Results of the research for the poster on the 8th RIEN Conference
Therapist: Débora Armada (Reflexology and TCM student in Centro de Reflexologia da Madeira since 2012)
Patient: female, 44 years old
Pathology: Benign Tumor in the pituitary - incidentaloma (<3mm)
Diagnosis: 2012, through a routine MRI
Pituitary incidentalomas or Benign Tumor in Pituitary: the natural history of these lesions is not yet fully established. Although typically small (<10mm diameter) and clinically silent, some pituitary incidentalomas may cause mass efects by compressing neighbouring structures. Pituitary incidentalomas are, by definition, detected during the investigation of symptoms seemingly unrelated to pituitary lesion. However, a considerable number of patients have pathological conditionsattibutable to the hypophysis wich had not previously been appreciated mild symptoms, such as headaches, tinnitus, vision loss and paralysis of cranial nerves, as well as research of clinical evidence of hypopituitarism. Pituitary incidentalomas are a heterogeneous group of disorders, and treatment recommendations will vary. According to incidence and endocrine or neurological morbidity related to injury. Anyway, one important aspect that should be considered in all cases aspect is that knowledge of the existance of a mass seal is capable of causing considerable anxiety in patients and may result in reduced quality of life of these individuals.

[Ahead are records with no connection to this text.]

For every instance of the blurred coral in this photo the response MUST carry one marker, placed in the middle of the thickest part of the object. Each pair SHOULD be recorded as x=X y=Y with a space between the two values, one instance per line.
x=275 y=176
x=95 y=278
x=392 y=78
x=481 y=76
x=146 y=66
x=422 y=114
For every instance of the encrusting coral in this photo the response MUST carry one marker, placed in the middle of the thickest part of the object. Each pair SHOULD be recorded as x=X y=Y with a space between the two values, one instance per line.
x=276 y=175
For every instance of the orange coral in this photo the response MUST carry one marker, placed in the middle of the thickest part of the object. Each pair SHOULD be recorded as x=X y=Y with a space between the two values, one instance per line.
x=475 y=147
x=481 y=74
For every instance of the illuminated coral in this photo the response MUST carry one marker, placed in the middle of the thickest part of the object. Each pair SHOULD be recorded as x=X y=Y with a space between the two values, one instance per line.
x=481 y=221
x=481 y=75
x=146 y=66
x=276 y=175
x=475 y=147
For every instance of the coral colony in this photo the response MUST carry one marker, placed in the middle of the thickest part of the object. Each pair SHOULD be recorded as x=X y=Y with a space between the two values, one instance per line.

Symptoms: the symptoms presented by the patient were: headache, dizziness and tinnitus.
Medication: the patient does not use the medication continuously, only when it presents some anxiety. She uses a food supplement (ansioval) containing substances traditionally used to improve sleep, decrease anxiety and reduce stress. Produces a sense of calm , tranquility and restful sleep.

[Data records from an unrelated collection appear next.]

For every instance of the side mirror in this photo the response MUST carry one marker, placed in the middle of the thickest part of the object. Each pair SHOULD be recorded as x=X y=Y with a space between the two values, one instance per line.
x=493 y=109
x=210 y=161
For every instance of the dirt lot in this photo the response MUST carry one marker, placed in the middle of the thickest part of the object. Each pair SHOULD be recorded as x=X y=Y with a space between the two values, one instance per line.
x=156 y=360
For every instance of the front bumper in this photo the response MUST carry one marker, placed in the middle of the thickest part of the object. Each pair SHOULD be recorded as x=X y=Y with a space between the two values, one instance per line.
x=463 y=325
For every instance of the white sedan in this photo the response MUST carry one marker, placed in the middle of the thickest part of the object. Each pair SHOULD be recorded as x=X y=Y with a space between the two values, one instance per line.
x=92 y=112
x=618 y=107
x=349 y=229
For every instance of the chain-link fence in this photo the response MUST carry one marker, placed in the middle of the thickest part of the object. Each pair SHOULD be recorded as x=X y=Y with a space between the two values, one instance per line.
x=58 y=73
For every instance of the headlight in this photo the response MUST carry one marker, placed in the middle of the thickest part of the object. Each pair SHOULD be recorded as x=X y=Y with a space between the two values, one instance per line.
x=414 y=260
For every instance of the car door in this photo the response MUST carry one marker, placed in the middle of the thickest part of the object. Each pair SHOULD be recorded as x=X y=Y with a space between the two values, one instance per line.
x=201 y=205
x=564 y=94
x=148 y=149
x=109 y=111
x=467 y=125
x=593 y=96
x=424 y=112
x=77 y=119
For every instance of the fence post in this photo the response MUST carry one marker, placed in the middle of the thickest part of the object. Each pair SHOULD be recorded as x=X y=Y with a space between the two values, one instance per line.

Start of sessions: 05/11/2013
Treatment: 15 integrated reflexology sessions were conducted for a duration of one hour, with the frequency of 2 times per week. The techniques applied were: Reaxation Tecnhiques, Eunice Ingham Method, Advanced Techniques, Su-jok, Metamorphic Technique, Technique of the vertebrae (C1, C5, C7), Moxibustion and Acupressure. In Acupressure points, L1, L3, SP6, LI4 and B&/ were stimulated. In all sessions were worked with different techniques the reflections Central and Peripheral Nervous System, Endocrine System, Pituitary, Liver, Stomach, Colon, Kidneys and Bladder.

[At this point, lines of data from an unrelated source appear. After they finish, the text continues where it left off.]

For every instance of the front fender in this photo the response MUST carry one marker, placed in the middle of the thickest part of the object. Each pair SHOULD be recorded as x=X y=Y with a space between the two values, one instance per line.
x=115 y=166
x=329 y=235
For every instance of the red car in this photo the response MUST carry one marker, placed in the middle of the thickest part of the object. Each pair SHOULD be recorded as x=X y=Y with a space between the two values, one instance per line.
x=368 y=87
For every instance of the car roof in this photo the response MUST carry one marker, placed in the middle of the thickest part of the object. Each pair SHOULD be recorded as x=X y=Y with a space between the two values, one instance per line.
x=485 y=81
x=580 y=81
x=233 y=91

Analysis of Results: throughout the therapeutic process, reflexology techniques were applied preventively and in reduction of symptoms. The techniques that were effective in the patient were the Advanced Techniques, Moxibustion and Acupressure; improvements were feltby the patient during the sessions. It was noted that the symptoms such as headaches an ringing sensation decreased from the 4th session forward. Consequently the anxiety attacks are becoming less frequent, thus reducing the number of times the same recourse to medication.
Conclusion: it was concluded that reflexology treatments helped the patient to improve her quality of life. She is quite a calmer patient, handles better with her disease and is attentive to its progression.